Literature DB >> 32256629

Non-progressive Nonimmune Hydrops Fetalis Caused by a Novel Mutation in GUSB Gene.

Asieh Mosallanejad¹, Mohammadreza Alaei¹, Saeed Reza Ghaffari², Maryam Rafati², Hedyeh Saneifard¹.

Abstract

Objectives: Mucopolysaccharidosis type VII (MPS VII) or Sly syndrome is a rare autosomal recessive disorder caused by deficiency of β-glucuronidase enzyme, which is involved in degradation of glycosaminoglycans. The lack of β-glucuronidase in this lysosomal storage disorder is characterized by various manifestations such as nonimmune hydrops fetalis, spinal deformity, organomegaly, dysostosis multiplex, intellectual disability, and eye involvement. It is caused by a mutation in GUSB gene located on chromosome 7 q11. The current study reported an Iranian female with MPS VII and a novel mutation (c.542G>T, p.Arg181Leu) in GUSB gene.

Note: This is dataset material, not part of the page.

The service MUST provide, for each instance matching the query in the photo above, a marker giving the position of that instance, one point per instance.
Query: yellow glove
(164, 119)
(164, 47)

Entities: Chemical Disease Gene Mutation Species

Keywords: GUSB Gene; Hydrops Fetalis; Mucopolysaccharidosis; Sly Syndrome

Year: 2020 PMID： 32256629 PMCID： PMC7085123

Source DB: PubMed Journal: Iran J Child Neurol ISSN： 1735-4668

Introduction

Sly syndrome or mucopolysaccharidosis type VII (MPS VII) (OMIM 253220) is a rare genetic disorder inherited in an autosomal recessive mode. The condition was first described by Sly et al. (1). The GUSB gene mutation results in β-glucuronidase enzyme deficiency and consequently, accumulation of glycosaminoglycans (GAGs) in lysosomes (2).The accumulation of heparin sulfate, dermatan sulfate, chondroitin-4 sulfate, and chondroitin-6 sulfate causes various manifestations in different organs (3). The patients express a wide range of phenotypic heterogeneity, probably due to overexpression or multiallelic mutations (4). The most commonly observed characteristic is nonimmune hydrops fetalis at birth or prenatal period. Other main features of this disorder are corneal clouding, heavy eyebrows, coarse facies, dysostosis multiplex, macroglossia, respiratory infection, sensorineural hearing loss, kyphosis, and hepatosplenomegaly (5). Nonimmune hydrops fetalis is a prominent symptom before birth. In conclusion, lysosomal storage disease, especially MPS VII, should be considered in the case of nonimmune hydrops fetalis. The current study reported an Iranian female presented with non-progressive nonimmune hydrops fetalis and a novel mutation (c. 542G>T, p.Arg181Leu) in GUSB gene.

Case Report

A 28-month-old female patient was referred to Endocrine Clinic due to kyphosis and hepatosplenomegaly. She was the first child of healthy consanguineous Iranian parents without any diseases and a history of abortion in her mother, but a history of two stillbirths was reported in her uncle’s family due to hydrops fetalis. The patient had received intrauterine transfusion of packed cell at 23rd and 28th week of gestation due to hydrops fetalis. She was delivered spontaneously at 37th week of gestation. There was no symptom of hydrops fetalis or ascites at birth. She was hospitalized three times due to pneumonia. On physical examination, she had short stature with a coarse facies, thoracolumbar kyphosis, and scoliosis; hepatosplenomegaly and umbilical hernia were also present. Developmental and neurologic examinations revealed significant delay of fine motor skills and speech. She had no seizure and head circumference was normal. X-ray examination showed signs of dysostosis multiplex, scoliosis, kyphosis, and vertebral beaking. According to these findings, urine was tested for GAGs and the result was positive. Venous blood sample was also collected and used for DNA extraction and whole exome sequencing was carried out using Ion Torrent platform (Life Technologies Corporation, Carlsbad, CA). Library and template preparation followed by high throughput sequencing were performed based on the manufacturers’ guidelines. Variants were called, filtered, and analyzed using the Ion Reporter pipeline (Life Technologies Corporation ,USA), focusing on genes involved in hydrops fetalis. The candidate variant was confirmed through Sanger sequencing along with co-segregation analysis. Whole exome sequencing revealed a DNA variant (c.542G>T, p.Arg181Leu, NM_001284290.1) in GUSB gene, in the affected individual. DNA variants are shown in Table 1.

Table 1

The Result of Genetic Study of the Patient (Whole Exome Sequencing)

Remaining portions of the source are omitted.